The core tension Awang Azman identifies reflects a broader challenge in Malaysian politics: how to maintain robust electoral competition at the state level while preserving the cross-party relationships necessary for governing at the federal centre. He emphasises that overly aggressive campaigns that demonise coalition partners in Putrajaya or rely on narrow state sentiment risk not merely confusing voters but also poisoning the well for post-election cooperation. This concern is not abstract; in Malaysia's complex political landscape, where coalition governments require cooperation across multiple parties, the relationships formed during elections directly affect whether governments can function effectively afterwards.
Acknowledging the legitimacy of political competition, Awang Azman outlines what he sees as constructive boundary-setting. Parties should vigorously contrast their records on economic development, investment attraction, urban and rural engagement, and their ability to address cost-of-living pressures, employment challenges, and housing shortages. However, they should scrupulously avoid personal attacks and avoid framing competition in terms of race, religion, or the fundamental legitimacy of political opponents. This distinction—between attacking policies and attacking people—defines the difference between healthy democratic debate and corrosive hostility.
An equally instructive angle is Awang Azman's observation that Johor specifically warrants policy discussions tailored to its regional position and development priorities. The state's border economy, the anticipated Johor-Singapore Special Economic Zone (JS-SEZ), the Rapid Transit System (RTS) Link connecting to Singapore, technical education and skills training, affordable housing crises, and urban congestion represent substantive arenas where competing parties can articulate competing visions. This focus on place-specific governance challenges offers voters a clearer lens through which to assess candidates and programmes.
Political analyst Dr Norman Sapar echoes these themes, framing political maturity not as the loudness of attacks but as the capacity to manage disagreement without jeopardising national interests. His observation carries particular weight in the Malaysian context, where coalition governments routinely require competing parties to govern together after elections. He cautions that campaigns should not become vehicles for questioning federal-level cooperation or manufacturing controversies designed primarily to score points at the state level while damaging relationships at the national level.

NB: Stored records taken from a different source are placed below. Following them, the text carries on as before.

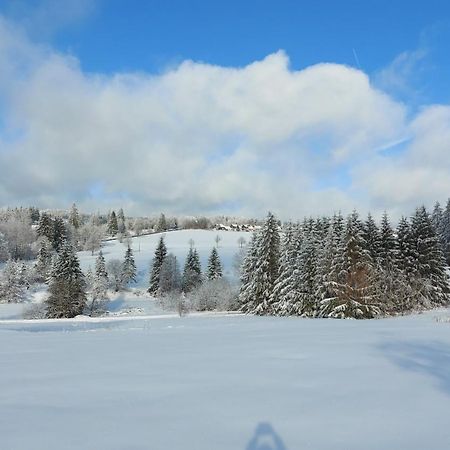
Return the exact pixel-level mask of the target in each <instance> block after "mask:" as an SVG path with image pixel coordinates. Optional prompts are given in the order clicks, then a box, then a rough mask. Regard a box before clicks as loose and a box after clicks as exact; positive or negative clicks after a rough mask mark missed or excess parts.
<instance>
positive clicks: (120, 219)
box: [117, 208, 127, 235]
mask: <svg viewBox="0 0 450 450" xmlns="http://www.w3.org/2000/svg"><path fill="white" fill-rule="evenodd" d="M126 231H127V227H126V224H125V214H124V212H123V209H122V208H120V209H119V212H118V213H117V232H118V233H119V234H120V235H123V234H125V233H126Z"/></svg>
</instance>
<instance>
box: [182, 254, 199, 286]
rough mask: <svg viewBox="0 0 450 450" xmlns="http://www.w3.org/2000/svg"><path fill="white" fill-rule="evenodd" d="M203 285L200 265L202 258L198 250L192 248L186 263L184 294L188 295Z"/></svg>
mask: <svg viewBox="0 0 450 450" xmlns="http://www.w3.org/2000/svg"><path fill="white" fill-rule="evenodd" d="M201 283H202V269H201V265H200V258H199V255H198V253H197V250H195V249H194V248H193V247H191V248H190V249H189V252H188V255H187V257H186V261H185V263H184V270H183V279H182V288H183V292H185V293H188V292H190V291H192V290H193V289H195V288H197V287H198V286H199V285H200V284H201Z"/></svg>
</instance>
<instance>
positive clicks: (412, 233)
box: [411, 206, 449, 306]
mask: <svg viewBox="0 0 450 450" xmlns="http://www.w3.org/2000/svg"><path fill="white" fill-rule="evenodd" d="M411 232H412V236H413V240H414V248H413V251H414V253H415V256H416V259H415V273H416V276H417V277H420V278H421V279H422V283H423V290H422V292H423V299H424V303H425V306H428V305H427V303H430V304H431V305H433V304H434V305H444V304H447V303H448V293H449V285H448V276H447V274H446V273H445V259H444V255H443V253H442V250H441V248H440V245H439V240H438V237H437V235H436V231H435V229H434V227H433V224H432V221H431V218H430V216H429V215H428V213H427V211H426V209H425V207H424V206H422V207H420V208H417V210H416V212H415V214H414V216H413V218H412V222H411Z"/></svg>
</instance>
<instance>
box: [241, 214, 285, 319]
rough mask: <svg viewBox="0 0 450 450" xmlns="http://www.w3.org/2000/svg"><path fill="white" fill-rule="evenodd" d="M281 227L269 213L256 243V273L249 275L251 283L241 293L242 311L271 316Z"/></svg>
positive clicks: (277, 258)
mask: <svg viewBox="0 0 450 450" xmlns="http://www.w3.org/2000/svg"><path fill="white" fill-rule="evenodd" d="M279 228H280V226H279V223H278V220H277V219H276V218H275V216H274V215H273V214H272V213H270V212H269V214H268V216H267V219H266V221H265V223H264V225H263V227H262V229H261V231H260V233H259V236H258V238H257V240H256V241H255V243H257V246H256V249H255V250H256V251H255V261H254V271H253V273H252V274H249V283H248V284H247V285H246V286H243V289H241V292H240V303H241V304H242V310H243V311H245V312H251V313H256V314H270V313H272V312H273V308H272V293H273V288H274V285H275V281H276V279H277V278H278V275H279V262H280V261H279V258H280V230H279Z"/></svg>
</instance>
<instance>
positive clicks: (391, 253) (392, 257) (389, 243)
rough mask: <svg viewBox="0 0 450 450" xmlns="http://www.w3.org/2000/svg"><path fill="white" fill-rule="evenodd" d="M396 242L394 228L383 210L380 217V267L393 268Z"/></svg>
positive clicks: (385, 213)
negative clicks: (381, 216)
mask: <svg viewBox="0 0 450 450" xmlns="http://www.w3.org/2000/svg"><path fill="white" fill-rule="evenodd" d="M395 252H396V242H395V235H394V230H393V229H392V227H391V224H390V222H389V217H388V215H387V213H386V212H385V213H384V214H383V216H382V218H381V228H380V250H379V262H380V264H381V266H382V267H384V268H387V269H388V270H393V267H394V265H395V262H396V255H395Z"/></svg>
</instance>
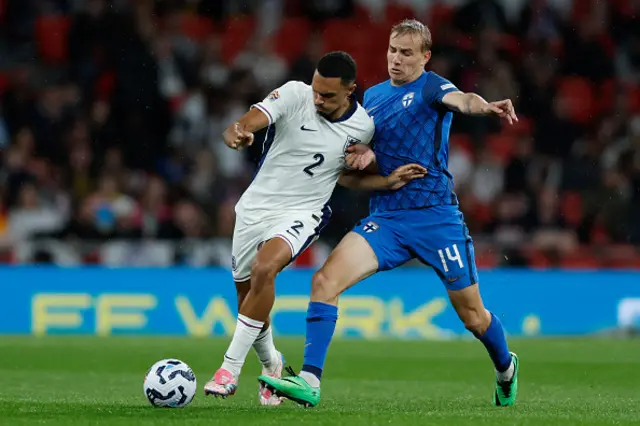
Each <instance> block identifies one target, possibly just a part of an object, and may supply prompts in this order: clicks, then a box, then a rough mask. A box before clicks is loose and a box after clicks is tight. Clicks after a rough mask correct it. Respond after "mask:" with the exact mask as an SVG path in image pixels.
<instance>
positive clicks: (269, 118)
mask: <svg viewBox="0 0 640 426" xmlns="http://www.w3.org/2000/svg"><path fill="white" fill-rule="evenodd" d="M305 88H306V86H305V85H304V84H303V83H300V82H297V81H290V82H288V83H285V84H283V85H282V86H280V87H279V88H278V89H276V90H274V91H272V92H271V93H269V95H268V96H267V97H266V98H265V99H264V100H263V101H262V102H259V103H257V104H255V105H253V106H252V107H251V110H249V112H247V113H246V114H245V115H243V116H242V117H241V118H240V120H238V121H236V122H235V123H232V124H230V125H229V127H227V129H226V130H225V131H224V132H223V134H222V138H223V139H224V143H225V144H226V145H227V146H229V147H230V148H233V149H242V148H244V147H245V146H249V145H251V144H252V143H253V133H254V132H257V131H258V130H261V129H264V128H265V127H267V126H270V125H271V124H273V123H275V122H277V121H278V120H279V119H280V118H281V117H286V116H291V114H293V113H294V112H295V111H296V110H298V109H299V107H300V103H301V101H302V99H303V91H304V89H305Z"/></svg>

Norman's assessment of the Johor campaign to date is cautiously optimistic. He notes that, while candidates and parties have naturally sought credit for achievements and raised genuine policy differences, the tone has remained within bounds of controlled competition. Johor leaders, he observes, have tended toward subtle criticism rather than open confrontation—a pattern he characterises as reflecting the state's underlying political culture of courtesy and decorum. This restraint, if maintained, could model an approach that other states and the nation might emulate.

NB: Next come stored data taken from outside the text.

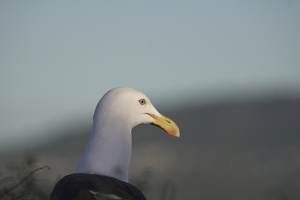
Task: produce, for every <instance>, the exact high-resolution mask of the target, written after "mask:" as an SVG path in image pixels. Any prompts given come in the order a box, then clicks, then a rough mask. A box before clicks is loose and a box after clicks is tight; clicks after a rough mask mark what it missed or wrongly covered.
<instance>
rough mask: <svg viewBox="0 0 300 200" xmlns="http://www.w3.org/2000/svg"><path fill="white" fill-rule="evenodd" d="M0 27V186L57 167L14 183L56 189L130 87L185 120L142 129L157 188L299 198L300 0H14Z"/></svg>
mask: <svg viewBox="0 0 300 200" xmlns="http://www.w3.org/2000/svg"><path fill="white" fill-rule="evenodd" d="M0 26H1V31H0V92H1V104H0V158H1V162H0V170H1V171H0V189H3V188H11V187H13V185H15V184H17V183H18V182H19V181H20V180H22V179H23V178H24V177H26V176H27V175H28V173H30V172H32V171H33V170H34V169H37V168H39V167H41V166H44V165H47V166H49V167H50V168H51V169H50V170H47V169H43V170H39V172H38V173H37V174H35V176H34V177H33V176H32V177H31V180H29V181H30V184H31V185H30V184H29V182H24V183H23V185H22V186H20V187H18V190H17V189H15V193H18V192H20V194H19V196H21V198H22V199H26V198H30V199H34V198H36V199H47V198H48V197H47V196H48V195H49V192H51V190H52V188H53V185H54V184H55V182H56V181H57V180H58V179H59V178H60V177H62V176H64V175H66V174H69V173H72V172H73V171H74V169H75V167H76V164H77V162H78V161H79V159H80V156H81V154H82V152H83V149H84V146H85V144H86V142H87V140H88V137H89V133H90V130H91V125H92V116H93V112H94V109H95V106H96V104H97V102H98V100H99V99H100V98H101V96H102V95H103V94H104V93H105V92H106V91H107V90H109V89H111V88H113V87H119V86H130V87H133V88H135V89H137V90H140V91H142V92H143V93H145V94H146V95H147V96H148V97H149V98H150V99H151V101H152V103H153V104H154V105H155V106H156V108H157V109H158V110H159V111H160V112H162V113H163V114H165V115H167V116H169V117H170V118H172V119H173V120H174V121H175V122H177V124H178V125H179V127H180V128H181V138H180V139H176V138H170V137H168V136H167V135H166V134H164V133H163V132H162V131H161V130H159V129H157V128H156V127H152V126H139V127H136V128H134V129H133V140H134V141H133V155H132V164H131V172H130V174H131V178H130V182H131V183H133V184H135V185H137V186H139V187H140V188H141V189H142V190H143V191H144V193H145V195H146V196H147V197H148V199H161V200H164V199H191V200H193V199H195V200H196V199H208V200H215V199H224V200H225V199H230V200H235V199H236V200H240V199H243V200H248V199H249V200H250V199H257V200H260V199H261V200H266V199H272V200H274V199H281V200H286V199H289V200H290V199H299V198H300V189H299V188H300V136H299V134H300V56H299V52H300V37H299V35H300V2H299V1H297V0H273V1H270V0H264V1H258V0H254V1H235V0H228V1H207V0H204V1H163V2H162V1H88V2H87V1H85V2H84V1H33V0H29V1H8V0H4V1H1V2H0ZM29 185H30V187H29ZM37 188H38V189H37ZM3 190H4V189H3ZM26 192H27V193H26ZM2 194H3V192H2ZM7 195H9V194H7ZM14 195H15V197H16V196H17V195H18V194H14ZM1 198H6V197H5V196H3V195H2V196H1V193H0V199H1Z"/></svg>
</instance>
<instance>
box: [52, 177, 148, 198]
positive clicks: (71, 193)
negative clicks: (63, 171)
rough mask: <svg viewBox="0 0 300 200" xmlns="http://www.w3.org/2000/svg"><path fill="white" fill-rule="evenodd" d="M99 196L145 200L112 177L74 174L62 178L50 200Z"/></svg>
mask: <svg viewBox="0 0 300 200" xmlns="http://www.w3.org/2000/svg"><path fill="white" fill-rule="evenodd" d="M91 191H93V192H97V193H99V195H102V194H112V195H115V196H118V197H120V198H121V199H124V200H146V198H145V196H144V195H143V193H142V192H141V191H140V190H139V189H138V188H137V187H135V186H133V185H131V184H129V183H127V182H124V181H121V180H118V179H116V178H113V177H108V176H102V175H95V174H84V173H75V174H70V175H67V176H65V177H63V178H62V179H61V180H60V181H59V182H58V183H57V184H56V185H55V187H54V189H53V191H52V193H51V196H50V200H96V199H97V198H96V197H95V195H94V194H92V192H91Z"/></svg>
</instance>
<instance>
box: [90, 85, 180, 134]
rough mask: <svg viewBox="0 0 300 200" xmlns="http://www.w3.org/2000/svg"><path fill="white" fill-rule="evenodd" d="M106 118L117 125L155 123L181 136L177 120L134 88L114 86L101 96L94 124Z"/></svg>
mask: <svg viewBox="0 0 300 200" xmlns="http://www.w3.org/2000/svg"><path fill="white" fill-rule="evenodd" d="M106 120H109V121H110V122H114V124H115V125H117V124H119V123H122V125H125V124H126V125H127V126H129V128H133V127H135V126H137V125H139V124H153V125H156V126H158V127H160V128H162V129H163V130H165V131H166V132H167V133H168V134H170V135H172V136H176V137H179V129H178V127H177V125H176V124H175V122H173V121H172V120H171V119H169V118H167V117H165V116H163V115H162V114H160V113H159V112H158V111H157V110H156V109H155V107H154V106H153V105H152V103H151V101H150V99H149V98H148V97H147V96H146V95H144V94H143V93H141V92H139V91H136V90H134V89H132V88H127V87H125V88H114V89H111V90H110V91H108V92H107V93H106V94H105V95H104V96H103V97H102V98H101V100H100V101H99V103H98V105H97V108H96V111H95V114H94V125H96V124H99V125H101V124H102V123H101V122H104V121H106Z"/></svg>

The emphasis both analysts place on voter sophistication is particularly noteworthy. Rather than assuming that electorates are prone to being swayed by the most inflammatory rhetoric, both Awang Azman and Norman argue that contemporary Malaysian voters increasingly distinguish between state-level competition and the imperative of federal stability. This maturity on the voters' part creates space for parties to campaign vigorously without assuming that such competition automatically translates into damaged national governance. Parties that offer concrete solutions and demonstrate administrative competence tend to resonate more strongly than those relying primarily on opponent-bashing.
The implications of this advice extend beyond Johor. As Malaysia approaches other state and federal elections, the question of how to balance democratic competition with political civility grows more urgent. The country has experienced periods of intense partisan polarisation that arguably weakened governance capacity and public trust in institutions. A model in which Johor parties demonstrate that robust electoral competition is compatible with respect for opponents and attention to policy substance could offer a template for Malaysian politics more broadly.
For voters in Johor, the analysts' counsel amounts to a suggestion that they reward campaigns focused on ideas, records, and solutions while being wary of those that devolve into personality clashes or appeals to narrow sectional sentiment. This approach elevates the quality of democratic deliberation while respecting the institution of coalition government that characterises Malaysia's political system. The election itself will reveal whether Johor's political culture and electorate live up to these ideals.